À trois semaines du départ des premiers pèlerins sénégalais, le contexte de tensions au Moyen-Orient suscite des inquiétudes. Pourtant, les autorités sénégalaises se veulent rassurantes et maintiennent intégralement le dispositif du Hajj 2026.
Le premier vol, essentiellement consacré aux pèlerins des voyagistes privés, est programmé le 8 mai, tandis que le premier vol de la commission officielle quittera Dakar le 13 mai. Au total, 29 vols sont prévus entre le 8 et le 19 mai pour transporter les fidèles vers La Mecque. Le retour des pèlerins est, lui, planifié entre le 31 mai et le 12 juin.
Le Sénégal bénéficie cette année d’un quota de 12 860 pèlerins. Environ 11 000 d’entre eux voyageront avec des agences privées, contre 1 860 encadrés par la commission.
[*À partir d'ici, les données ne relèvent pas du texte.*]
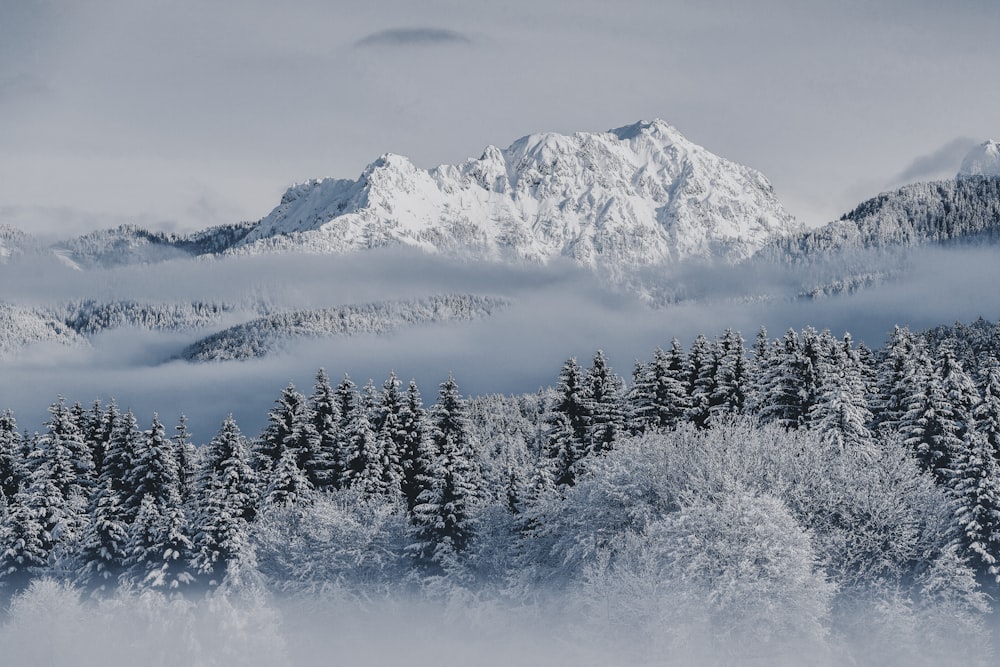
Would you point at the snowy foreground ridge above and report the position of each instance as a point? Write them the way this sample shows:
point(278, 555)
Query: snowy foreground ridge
point(640, 194)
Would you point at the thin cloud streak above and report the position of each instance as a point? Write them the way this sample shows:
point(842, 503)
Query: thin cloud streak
point(412, 37)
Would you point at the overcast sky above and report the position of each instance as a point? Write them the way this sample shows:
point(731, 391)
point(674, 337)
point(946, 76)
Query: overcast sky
point(182, 114)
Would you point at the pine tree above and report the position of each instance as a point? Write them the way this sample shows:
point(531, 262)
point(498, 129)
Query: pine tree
point(959, 389)
point(26, 541)
point(605, 406)
point(568, 423)
point(326, 424)
point(659, 396)
point(365, 463)
point(226, 504)
point(929, 427)
point(841, 415)
point(288, 485)
point(416, 455)
point(104, 547)
point(186, 457)
point(732, 377)
point(346, 399)
point(441, 524)
point(987, 412)
point(123, 448)
point(783, 399)
point(95, 437)
point(69, 459)
point(12, 469)
point(977, 488)
point(159, 546)
point(154, 470)
point(391, 435)
point(283, 429)
point(702, 360)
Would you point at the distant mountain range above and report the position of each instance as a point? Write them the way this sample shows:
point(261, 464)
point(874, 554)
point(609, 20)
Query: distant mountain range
point(634, 205)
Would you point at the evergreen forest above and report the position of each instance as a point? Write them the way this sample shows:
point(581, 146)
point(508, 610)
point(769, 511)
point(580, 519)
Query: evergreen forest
point(762, 499)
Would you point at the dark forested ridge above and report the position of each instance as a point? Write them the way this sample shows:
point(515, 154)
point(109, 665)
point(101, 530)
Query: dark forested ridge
point(802, 491)
point(965, 209)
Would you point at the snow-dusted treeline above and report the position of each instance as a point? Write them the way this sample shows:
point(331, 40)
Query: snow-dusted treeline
point(807, 492)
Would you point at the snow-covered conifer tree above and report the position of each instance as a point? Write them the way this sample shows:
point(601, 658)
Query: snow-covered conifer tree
point(605, 402)
point(416, 454)
point(227, 502)
point(12, 469)
point(567, 424)
point(441, 523)
point(365, 463)
point(326, 424)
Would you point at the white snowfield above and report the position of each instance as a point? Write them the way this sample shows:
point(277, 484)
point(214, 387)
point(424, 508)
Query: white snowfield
point(983, 160)
point(637, 195)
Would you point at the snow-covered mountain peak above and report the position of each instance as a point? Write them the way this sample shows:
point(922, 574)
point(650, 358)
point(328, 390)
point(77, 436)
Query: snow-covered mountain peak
point(983, 160)
point(636, 195)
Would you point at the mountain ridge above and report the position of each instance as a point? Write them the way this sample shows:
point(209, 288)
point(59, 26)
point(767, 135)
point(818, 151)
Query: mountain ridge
point(637, 195)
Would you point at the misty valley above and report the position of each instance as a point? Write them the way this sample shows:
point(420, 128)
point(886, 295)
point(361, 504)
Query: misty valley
point(180, 485)
point(808, 495)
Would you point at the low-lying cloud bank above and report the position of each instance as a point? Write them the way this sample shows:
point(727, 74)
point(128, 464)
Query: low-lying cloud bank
point(557, 311)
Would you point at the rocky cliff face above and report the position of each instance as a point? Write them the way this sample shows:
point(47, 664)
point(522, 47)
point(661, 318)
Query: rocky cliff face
point(638, 195)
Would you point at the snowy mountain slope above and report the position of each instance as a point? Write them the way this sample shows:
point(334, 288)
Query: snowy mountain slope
point(634, 196)
point(937, 212)
point(265, 335)
point(130, 244)
point(90, 316)
point(21, 327)
point(13, 242)
point(983, 160)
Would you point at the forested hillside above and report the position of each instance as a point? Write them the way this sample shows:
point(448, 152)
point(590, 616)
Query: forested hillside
point(809, 492)
point(965, 209)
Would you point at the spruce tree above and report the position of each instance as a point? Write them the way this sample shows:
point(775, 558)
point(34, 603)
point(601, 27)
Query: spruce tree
point(987, 413)
point(227, 502)
point(783, 399)
point(441, 523)
point(659, 396)
point(365, 458)
point(702, 360)
point(977, 488)
point(895, 378)
point(391, 435)
point(929, 427)
point(732, 377)
point(416, 454)
point(841, 415)
point(568, 423)
point(326, 424)
point(104, 547)
point(605, 403)
point(159, 547)
point(288, 485)
point(120, 456)
point(12, 468)
point(26, 539)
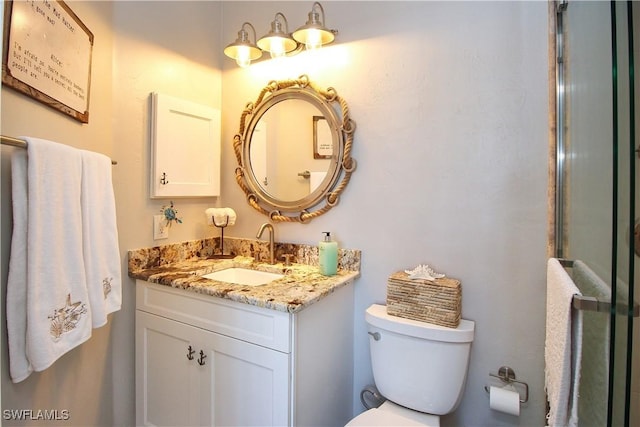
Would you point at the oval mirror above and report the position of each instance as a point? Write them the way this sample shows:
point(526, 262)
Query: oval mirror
point(294, 150)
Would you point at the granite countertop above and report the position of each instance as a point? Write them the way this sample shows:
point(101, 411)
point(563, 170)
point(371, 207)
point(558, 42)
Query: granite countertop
point(301, 286)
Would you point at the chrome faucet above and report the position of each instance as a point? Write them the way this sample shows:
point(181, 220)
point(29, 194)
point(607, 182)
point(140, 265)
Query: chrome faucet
point(269, 227)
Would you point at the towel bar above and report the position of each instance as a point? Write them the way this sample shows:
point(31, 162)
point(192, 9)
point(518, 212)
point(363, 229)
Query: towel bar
point(21, 143)
point(587, 303)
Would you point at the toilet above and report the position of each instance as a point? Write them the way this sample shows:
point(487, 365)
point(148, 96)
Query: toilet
point(419, 367)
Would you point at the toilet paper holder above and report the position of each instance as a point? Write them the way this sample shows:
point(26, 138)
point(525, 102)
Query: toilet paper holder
point(508, 376)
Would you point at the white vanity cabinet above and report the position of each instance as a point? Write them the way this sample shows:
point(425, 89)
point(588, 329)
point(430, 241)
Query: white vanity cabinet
point(202, 360)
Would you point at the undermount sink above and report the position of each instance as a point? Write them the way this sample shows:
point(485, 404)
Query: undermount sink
point(243, 276)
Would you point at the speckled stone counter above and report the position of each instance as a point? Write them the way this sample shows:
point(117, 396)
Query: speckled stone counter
point(181, 266)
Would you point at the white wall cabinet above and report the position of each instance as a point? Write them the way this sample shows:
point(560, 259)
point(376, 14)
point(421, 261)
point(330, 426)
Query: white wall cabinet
point(185, 149)
point(202, 360)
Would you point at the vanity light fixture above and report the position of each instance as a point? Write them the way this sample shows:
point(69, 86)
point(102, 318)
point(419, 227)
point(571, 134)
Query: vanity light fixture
point(314, 34)
point(243, 50)
point(279, 42)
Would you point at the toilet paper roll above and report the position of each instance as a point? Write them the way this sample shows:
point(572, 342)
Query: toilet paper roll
point(505, 400)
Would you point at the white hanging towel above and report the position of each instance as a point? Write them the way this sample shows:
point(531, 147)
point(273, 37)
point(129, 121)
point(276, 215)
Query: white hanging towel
point(48, 310)
point(563, 347)
point(100, 237)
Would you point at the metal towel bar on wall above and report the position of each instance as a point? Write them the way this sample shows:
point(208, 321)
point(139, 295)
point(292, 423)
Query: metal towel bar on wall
point(587, 303)
point(21, 143)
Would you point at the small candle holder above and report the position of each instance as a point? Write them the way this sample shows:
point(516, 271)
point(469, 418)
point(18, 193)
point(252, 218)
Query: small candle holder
point(221, 255)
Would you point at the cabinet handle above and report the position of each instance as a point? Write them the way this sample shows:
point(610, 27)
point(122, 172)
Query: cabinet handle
point(202, 357)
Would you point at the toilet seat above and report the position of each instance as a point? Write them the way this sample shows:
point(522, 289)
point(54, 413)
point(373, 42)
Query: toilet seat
point(392, 415)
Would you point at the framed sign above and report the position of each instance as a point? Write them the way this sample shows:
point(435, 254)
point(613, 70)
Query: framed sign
point(47, 55)
point(322, 140)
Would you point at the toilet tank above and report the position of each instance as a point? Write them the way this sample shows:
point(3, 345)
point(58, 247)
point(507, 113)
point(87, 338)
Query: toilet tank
point(419, 365)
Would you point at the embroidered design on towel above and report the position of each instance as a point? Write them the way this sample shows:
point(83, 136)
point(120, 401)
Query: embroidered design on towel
point(65, 319)
point(106, 286)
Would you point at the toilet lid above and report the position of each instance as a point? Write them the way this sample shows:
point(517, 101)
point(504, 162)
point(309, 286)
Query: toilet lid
point(379, 418)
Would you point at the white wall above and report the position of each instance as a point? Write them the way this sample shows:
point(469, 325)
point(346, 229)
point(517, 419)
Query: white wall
point(140, 47)
point(64, 385)
point(450, 100)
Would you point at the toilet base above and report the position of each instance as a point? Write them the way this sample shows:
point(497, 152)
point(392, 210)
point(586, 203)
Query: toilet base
point(393, 415)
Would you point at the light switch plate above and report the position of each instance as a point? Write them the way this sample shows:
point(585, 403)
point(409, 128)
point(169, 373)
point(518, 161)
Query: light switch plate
point(160, 229)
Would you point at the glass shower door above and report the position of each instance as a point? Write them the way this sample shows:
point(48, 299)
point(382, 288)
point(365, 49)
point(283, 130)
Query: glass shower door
point(597, 172)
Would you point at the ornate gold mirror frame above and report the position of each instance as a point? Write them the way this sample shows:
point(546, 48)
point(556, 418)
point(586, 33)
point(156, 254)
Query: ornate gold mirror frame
point(335, 111)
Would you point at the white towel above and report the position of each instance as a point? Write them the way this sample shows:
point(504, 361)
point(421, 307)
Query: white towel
point(48, 310)
point(220, 216)
point(100, 237)
point(563, 344)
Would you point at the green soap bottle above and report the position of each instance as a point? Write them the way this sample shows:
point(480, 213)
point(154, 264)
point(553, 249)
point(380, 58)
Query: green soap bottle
point(328, 252)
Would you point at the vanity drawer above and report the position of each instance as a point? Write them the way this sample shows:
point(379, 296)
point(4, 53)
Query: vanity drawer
point(257, 325)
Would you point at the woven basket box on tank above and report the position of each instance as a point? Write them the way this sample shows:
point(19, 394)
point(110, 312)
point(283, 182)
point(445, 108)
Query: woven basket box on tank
point(436, 301)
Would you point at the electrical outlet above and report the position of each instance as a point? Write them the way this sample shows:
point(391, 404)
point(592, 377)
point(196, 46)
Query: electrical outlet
point(160, 229)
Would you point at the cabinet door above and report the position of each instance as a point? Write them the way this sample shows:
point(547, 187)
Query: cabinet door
point(166, 380)
point(185, 148)
point(248, 384)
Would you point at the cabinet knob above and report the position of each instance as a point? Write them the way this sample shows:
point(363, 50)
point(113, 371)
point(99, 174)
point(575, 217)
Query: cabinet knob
point(202, 357)
point(190, 353)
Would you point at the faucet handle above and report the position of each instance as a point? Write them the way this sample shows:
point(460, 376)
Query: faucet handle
point(287, 259)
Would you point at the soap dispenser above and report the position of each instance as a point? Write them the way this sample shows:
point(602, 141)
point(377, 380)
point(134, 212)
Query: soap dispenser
point(328, 254)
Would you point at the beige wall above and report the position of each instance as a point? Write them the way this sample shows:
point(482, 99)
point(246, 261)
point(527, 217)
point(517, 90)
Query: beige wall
point(140, 47)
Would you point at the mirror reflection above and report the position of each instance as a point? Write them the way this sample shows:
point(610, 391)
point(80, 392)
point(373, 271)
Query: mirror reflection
point(291, 149)
point(294, 150)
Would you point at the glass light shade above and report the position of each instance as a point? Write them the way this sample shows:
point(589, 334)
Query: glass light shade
point(313, 34)
point(277, 41)
point(242, 53)
point(242, 50)
point(277, 45)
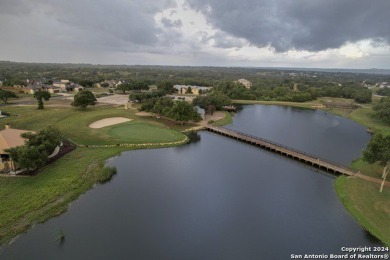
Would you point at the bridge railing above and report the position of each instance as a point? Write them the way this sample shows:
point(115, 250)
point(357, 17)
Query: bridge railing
point(280, 146)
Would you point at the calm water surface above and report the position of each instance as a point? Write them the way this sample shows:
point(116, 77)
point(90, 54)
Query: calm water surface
point(215, 198)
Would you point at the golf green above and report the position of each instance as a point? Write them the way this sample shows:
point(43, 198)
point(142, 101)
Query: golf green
point(144, 133)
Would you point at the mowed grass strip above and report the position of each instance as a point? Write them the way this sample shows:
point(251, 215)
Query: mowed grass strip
point(27, 200)
point(370, 207)
point(135, 132)
point(74, 124)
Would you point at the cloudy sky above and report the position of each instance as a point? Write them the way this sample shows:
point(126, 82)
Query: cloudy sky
point(272, 33)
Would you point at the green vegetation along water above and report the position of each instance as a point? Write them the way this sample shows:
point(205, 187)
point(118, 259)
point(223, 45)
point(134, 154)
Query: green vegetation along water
point(213, 198)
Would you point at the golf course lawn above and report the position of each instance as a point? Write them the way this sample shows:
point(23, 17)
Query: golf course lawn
point(74, 124)
point(134, 132)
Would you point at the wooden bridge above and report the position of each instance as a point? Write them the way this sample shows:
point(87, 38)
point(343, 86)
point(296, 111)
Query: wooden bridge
point(291, 153)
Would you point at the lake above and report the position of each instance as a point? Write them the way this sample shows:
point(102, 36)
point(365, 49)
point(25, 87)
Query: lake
point(215, 198)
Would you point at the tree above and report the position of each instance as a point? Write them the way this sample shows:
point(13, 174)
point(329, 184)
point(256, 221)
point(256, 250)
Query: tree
point(123, 87)
point(28, 157)
point(40, 96)
point(382, 109)
point(83, 99)
point(189, 90)
point(210, 109)
point(166, 86)
point(34, 153)
point(378, 150)
point(45, 140)
point(6, 94)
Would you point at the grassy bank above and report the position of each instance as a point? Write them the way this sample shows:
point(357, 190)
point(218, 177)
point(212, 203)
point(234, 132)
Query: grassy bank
point(369, 207)
point(310, 104)
point(228, 119)
point(28, 200)
point(73, 123)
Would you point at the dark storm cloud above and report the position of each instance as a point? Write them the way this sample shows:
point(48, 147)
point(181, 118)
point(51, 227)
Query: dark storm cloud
point(312, 25)
point(171, 23)
point(117, 20)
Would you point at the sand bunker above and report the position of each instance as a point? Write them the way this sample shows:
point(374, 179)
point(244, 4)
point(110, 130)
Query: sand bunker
point(109, 121)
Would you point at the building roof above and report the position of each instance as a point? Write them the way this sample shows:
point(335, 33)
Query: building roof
point(10, 138)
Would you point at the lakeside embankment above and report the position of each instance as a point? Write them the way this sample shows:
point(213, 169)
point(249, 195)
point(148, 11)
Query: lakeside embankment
point(29, 200)
point(362, 199)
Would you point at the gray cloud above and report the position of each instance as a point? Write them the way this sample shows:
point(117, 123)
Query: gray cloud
point(120, 20)
point(169, 23)
point(299, 24)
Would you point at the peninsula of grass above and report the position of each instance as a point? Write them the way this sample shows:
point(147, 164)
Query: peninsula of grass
point(28, 200)
point(370, 207)
point(74, 124)
point(228, 119)
point(135, 132)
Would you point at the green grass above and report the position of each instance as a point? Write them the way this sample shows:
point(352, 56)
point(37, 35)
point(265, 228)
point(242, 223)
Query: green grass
point(228, 119)
point(370, 207)
point(310, 104)
point(134, 132)
point(27, 200)
point(73, 123)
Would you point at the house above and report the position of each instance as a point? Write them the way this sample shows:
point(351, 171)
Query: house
point(9, 138)
point(196, 90)
point(63, 84)
point(384, 85)
point(245, 82)
point(51, 89)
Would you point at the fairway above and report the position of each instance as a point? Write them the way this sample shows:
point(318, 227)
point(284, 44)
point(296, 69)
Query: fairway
point(143, 132)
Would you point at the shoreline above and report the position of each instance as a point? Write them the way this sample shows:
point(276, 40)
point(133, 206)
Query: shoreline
point(343, 183)
point(95, 173)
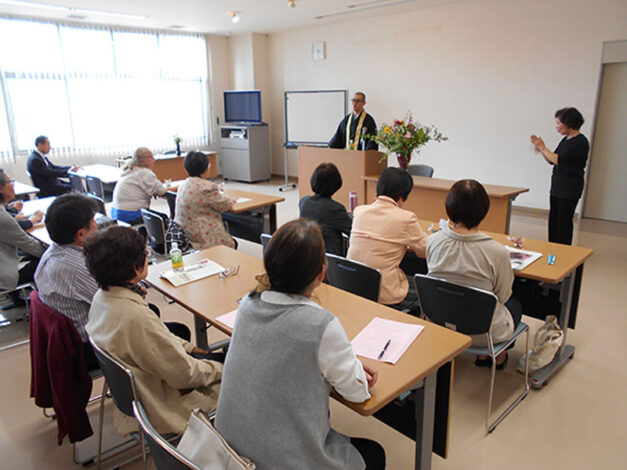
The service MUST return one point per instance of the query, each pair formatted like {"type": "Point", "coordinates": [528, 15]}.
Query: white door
{"type": "Point", "coordinates": [606, 194]}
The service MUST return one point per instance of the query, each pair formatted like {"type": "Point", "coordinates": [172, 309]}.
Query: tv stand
{"type": "Point", "coordinates": [245, 152]}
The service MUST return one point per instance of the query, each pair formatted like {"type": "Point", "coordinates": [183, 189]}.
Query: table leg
{"type": "Point", "coordinates": [269, 219]}
{"type": "Point", "coordinates": [200, 328]}
{"type": "Point", "coordinates": [425, 413]}
{"type": "Point", "coordinates": [566, 351]}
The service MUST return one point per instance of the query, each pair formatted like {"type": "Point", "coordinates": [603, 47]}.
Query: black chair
{"type": "Point", "coordinates": [170, 196]}
{"type": "Point", "coordinates": [99, 201]}
{"type": "Point", "coordinates": [353, 277]}
{"type": "Point", "coordinates": [119, 379]}
{"type": "Point", "coordinates": [95, 186]}
{"type": "Point", "coordinates": [469, 310]}
{"type": "Point", "coordinates": [265, 239]}
{"type": "Point", "coordinates": [155, 223]}
{"type": "Point", "coordinates": [77, 183]}
{"type": "Point", "coordinates": [420, 170]}
{"type": "Point", "coordinates": [164, 454]}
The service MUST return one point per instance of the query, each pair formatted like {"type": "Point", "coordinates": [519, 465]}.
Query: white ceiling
{"type": "Point", "coordinates": [210, 16]}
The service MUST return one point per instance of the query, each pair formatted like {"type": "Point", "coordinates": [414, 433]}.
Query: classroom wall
{"type": "Point", "coordinates": [487, 73]}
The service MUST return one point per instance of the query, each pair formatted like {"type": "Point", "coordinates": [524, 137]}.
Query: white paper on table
{"type": "Point", "coordinates": [228, 318]}
{"type": "Point", "coordinates": [372, 339]}
{"type": "Point", "coordinates": [520, 259]}
{"type": "Point", "coordinates": [193, 272]}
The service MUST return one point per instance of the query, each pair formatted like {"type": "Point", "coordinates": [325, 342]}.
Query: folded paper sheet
{"type": "Point", "coordinates": [371, 341]}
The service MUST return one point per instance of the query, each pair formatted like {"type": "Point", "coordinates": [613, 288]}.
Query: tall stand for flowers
{"type": "Point", "coordinates": [405, 136]}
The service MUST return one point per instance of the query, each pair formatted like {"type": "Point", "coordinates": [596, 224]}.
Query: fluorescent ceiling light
{"type": "Point", "coordinates": [234, 16]}
{"type": "Point", "coordinates": [362, 7]}
{"type": "Point", "coordinates": [73, 10]}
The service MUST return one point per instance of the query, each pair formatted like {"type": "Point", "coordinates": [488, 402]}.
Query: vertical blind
{"type": "Point", "coordinates": [100, 90]}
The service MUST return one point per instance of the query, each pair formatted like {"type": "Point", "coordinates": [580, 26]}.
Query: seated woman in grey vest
{"type": "Point", "coordinates": [462, 254]}
{"type": "Point", "coordinates": [286, 353]}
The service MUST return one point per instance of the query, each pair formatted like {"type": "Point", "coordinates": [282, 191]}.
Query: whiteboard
{"type": "Point", "coordinates": [311, 117]}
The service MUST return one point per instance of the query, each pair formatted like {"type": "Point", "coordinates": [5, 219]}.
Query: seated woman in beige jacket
{"type": "Point", "coordinates": [464, 255]}
{"type": "Point", "coordinates": [382, 234]}
{"type": "Point", "coordinates": [170, 382]}
{"type": "Point", "coordinates": [199, 204]}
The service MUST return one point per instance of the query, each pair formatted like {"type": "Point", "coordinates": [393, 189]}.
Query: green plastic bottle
{"type": "Point", "coordinates": [176, 255]}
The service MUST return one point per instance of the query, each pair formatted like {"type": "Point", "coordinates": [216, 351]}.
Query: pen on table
{"type": "Point", "coordinates": [384, 349]}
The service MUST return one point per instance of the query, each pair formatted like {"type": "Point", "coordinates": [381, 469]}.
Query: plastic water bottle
{"type": "Point", "coordinates": [352, 200]}
{"type": "Point", "coordinates": [176, 255]}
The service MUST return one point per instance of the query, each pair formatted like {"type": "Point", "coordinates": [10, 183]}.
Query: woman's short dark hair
{"type": "Point", "coordinates": [395, 183]}
{"type": "Point", "coordinates": [467, 202]}
{"type": "Point", "coordinates": [294, 256]}
{"type": "Point", "coordinates": [326, 180]}
{"type": "Point", "coordinates": [114, 255]}
{"type": "Point", "coordinates": [196, 163]}
{"type": "Point", "coordinates": [67, 215]}
{"type": "Point", "coordinates": [571, 117]}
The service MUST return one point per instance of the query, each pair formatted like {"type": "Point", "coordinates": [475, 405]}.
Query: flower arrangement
{"type": "Point", "coordinates": [404, 136]}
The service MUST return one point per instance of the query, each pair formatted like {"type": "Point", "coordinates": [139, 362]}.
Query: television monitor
{"type": "Point", "coordinates": [242, 106]}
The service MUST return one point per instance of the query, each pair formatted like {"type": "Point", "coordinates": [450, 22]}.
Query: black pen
{"type": "Point", "coordinates": [384, 349]}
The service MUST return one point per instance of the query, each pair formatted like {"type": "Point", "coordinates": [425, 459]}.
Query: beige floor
{"type": "Point", "coordinates": [578, 421]}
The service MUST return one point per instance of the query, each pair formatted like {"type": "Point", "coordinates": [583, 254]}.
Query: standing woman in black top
{"type": "Point", "coordinates": [569, 161]}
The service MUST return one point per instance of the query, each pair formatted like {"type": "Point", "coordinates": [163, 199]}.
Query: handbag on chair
{"type": "Point", "coordinates": [547, 342]}
{"type": "Point", "coordinates": [202, 444]}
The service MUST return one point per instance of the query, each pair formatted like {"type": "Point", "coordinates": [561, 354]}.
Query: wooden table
{"type": "Point", "coordinates": [24, 191]}
{"type": "Point", "coordinates": [171, 166]}
{"type": "Point", "coordinates": [563, 278]}
{"type": "Point", "coordinates": [108, 174]}
{"type": "Point", "coordinates": [260, 209]}
{"type": "Point", "coordinates": [210, 297]}
{"type": "Point", "coordinates": [429, 195]}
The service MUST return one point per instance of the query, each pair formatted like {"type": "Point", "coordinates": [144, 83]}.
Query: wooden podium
{"type": "Point", "coordinates": [353, 165]}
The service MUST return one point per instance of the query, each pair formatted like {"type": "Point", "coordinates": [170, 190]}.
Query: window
{"type": "Point", "coordinates": [101, 89]}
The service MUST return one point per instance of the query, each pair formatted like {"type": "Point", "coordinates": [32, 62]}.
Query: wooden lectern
{"type": "Point", "coordinates": [352, 164]}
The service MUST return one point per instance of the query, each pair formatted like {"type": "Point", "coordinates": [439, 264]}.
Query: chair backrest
{"type": "Point", "coordinates": [265, 240]}
{"type": "Point", "coordinates": [467, 310]}
{"type": "Point", "coordinates": [353, 277]}
{"type": "Point", "coordinates": [170, 196]}
{"type": "Point", "coordinates": [155, 226]}
{"type": "Point", "coordinates": [94, 186]}
{"type": "Point", "coordinates": [77, 183]}
{"type": "Point", "coordinates": [119, 379]}
{"type": "Point", "coordinates": [164, 454]}
{"type": "Point", "coordinates": [101, 205]}
{"type": "Point", "coordinates": [420, 170]}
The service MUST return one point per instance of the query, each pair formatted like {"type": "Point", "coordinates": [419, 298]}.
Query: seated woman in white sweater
{"type": "Point", "coordinates": [463, 255]}
{"type": "Point", "coordinates": [286, 353]}
{"type": "Point", "coordinates": [136, 188]}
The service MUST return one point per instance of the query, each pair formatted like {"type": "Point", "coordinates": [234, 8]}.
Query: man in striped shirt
{"type": "Point", "coordinates": [62, 278]}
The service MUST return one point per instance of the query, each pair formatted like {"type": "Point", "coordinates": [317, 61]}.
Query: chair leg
{"type": "Point", "coordinates": [143, 448]}
{"type": "Point", "coordinates": [101, 425]}
{"type": "Point", "coordinates": [495, 423]}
À noter également que les femmes représentent près de 65 % des candidats au pèlerinage.
Dans un environnement international marqué par des crispations, notamment dans le Golfe, le délégué général au pèlerinage aux Lieux saints de l’islam, le général Mamadou Gaye, appelle à la sérénité. Ayant récemment séjourné en Arabie saoudite, il affirme que la situation sur place reste stable.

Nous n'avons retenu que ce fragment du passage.